1. The processing is based on consent or a contract.
2. The processing is carried out by automated means.

• Right to withdraw consent given.
• Right to lodge a complaint with the Spanish Data Protection Agency.

The User may exercise the above-mentioned rights at the Data Controller's postal or email address, by verifying their identity with a scanned copy of their ID card or equivalent document, and specifying the right they wish to exercise.

Data Source

Personal data must be provided by the data subject themselves on a completely voluntary basis. The absence of certain data or failure to answer questions posed to the data subject during registration processes or via electronic forms may make it impossible to access certain services for which this personal data is essential. In this case, the Data Controller must inform the individual whether providing personal data is mandatory or necessary for the service to function.

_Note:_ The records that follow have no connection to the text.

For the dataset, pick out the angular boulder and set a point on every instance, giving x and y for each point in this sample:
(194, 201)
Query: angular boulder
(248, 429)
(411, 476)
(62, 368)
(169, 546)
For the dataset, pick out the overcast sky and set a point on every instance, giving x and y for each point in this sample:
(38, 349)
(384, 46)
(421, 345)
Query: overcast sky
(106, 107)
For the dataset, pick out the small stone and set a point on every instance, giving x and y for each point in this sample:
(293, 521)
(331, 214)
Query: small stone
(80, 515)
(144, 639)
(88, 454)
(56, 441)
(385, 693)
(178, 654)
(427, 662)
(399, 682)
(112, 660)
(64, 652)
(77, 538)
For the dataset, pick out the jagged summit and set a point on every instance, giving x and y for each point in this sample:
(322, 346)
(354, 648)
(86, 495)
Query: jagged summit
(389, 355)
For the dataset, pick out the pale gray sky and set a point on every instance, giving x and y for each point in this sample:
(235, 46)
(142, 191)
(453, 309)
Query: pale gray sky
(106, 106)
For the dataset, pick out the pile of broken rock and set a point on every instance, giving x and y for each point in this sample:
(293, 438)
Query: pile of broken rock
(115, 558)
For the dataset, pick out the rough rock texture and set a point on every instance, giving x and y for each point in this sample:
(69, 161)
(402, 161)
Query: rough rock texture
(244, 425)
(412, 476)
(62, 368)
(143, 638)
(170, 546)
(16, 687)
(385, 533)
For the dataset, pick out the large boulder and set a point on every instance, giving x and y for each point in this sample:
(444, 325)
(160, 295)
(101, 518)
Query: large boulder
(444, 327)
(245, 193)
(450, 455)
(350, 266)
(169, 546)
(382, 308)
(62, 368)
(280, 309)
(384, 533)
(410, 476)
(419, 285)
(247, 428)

The Data Controller ensures the confidentiality of personal data and guarantees its security by adopting the necessary measures to prevent its alteration, loss, processing, or unauthorized access.

Information provided by the interested party

Minors under 18 years of age may not provide their personal data without the prior consent of their parent(s) and/or legal guardians.

By entering their data in the contact forms or in the download forms, the data subject expressly, freely, and unequivocally consents that their data is necessary for the Data Controller to process their request, and that providing data in the remaining fields is voluntary.

The data subject guarantees that the personal data provided to the provider are accurate and is responsible for notifying any changes to them.

All data requested through the website are necessary to provide the data subject with optimal service. If not all data are provided, it cannot be guaranteed that the information and services provided by the controller will fully meet their needs.

SECURITY MEASURES

In compliance with the provisions of current personal data protection regulations, the Data Controller is complying with all the provisions of the GDPR and LOPDGDD regulations for the processing of personal data under its responsibility, and manifestly with the principles described in Article 5 of the GDPR and in Article 4 of the LOPDGDD, which are processed lawfully, fairly, and transparently in relation to the data subject and adequate, relevant, and limited to what is necessary in relation to the purposes for which they are processed.

The controller guarantees that it has implemented appropriate technical and organizational policies to apply the security measures established by the GDPR and the LOPDGDD in order to protect the rights and freedoms of the data subject, and has provided them with the necessary information so they can exercise those rights.

Security Breaches

The Data Controller will notify any person whose data may have been affected, as well as the relevant authorities, of any security breach affecting the database used by this website or any of our third-party services, within 72 hours of the breach being detected.

Applicable Law and Jurisdiction

For the resolution of any disputes or issues related to this website or the activities carried out on it, Spanish law shall apply, to which the parties expressly submit, and the Courts and Tribunals of Tarragona shall have jurisdiction to resolve any conflicts arising from or related to its use.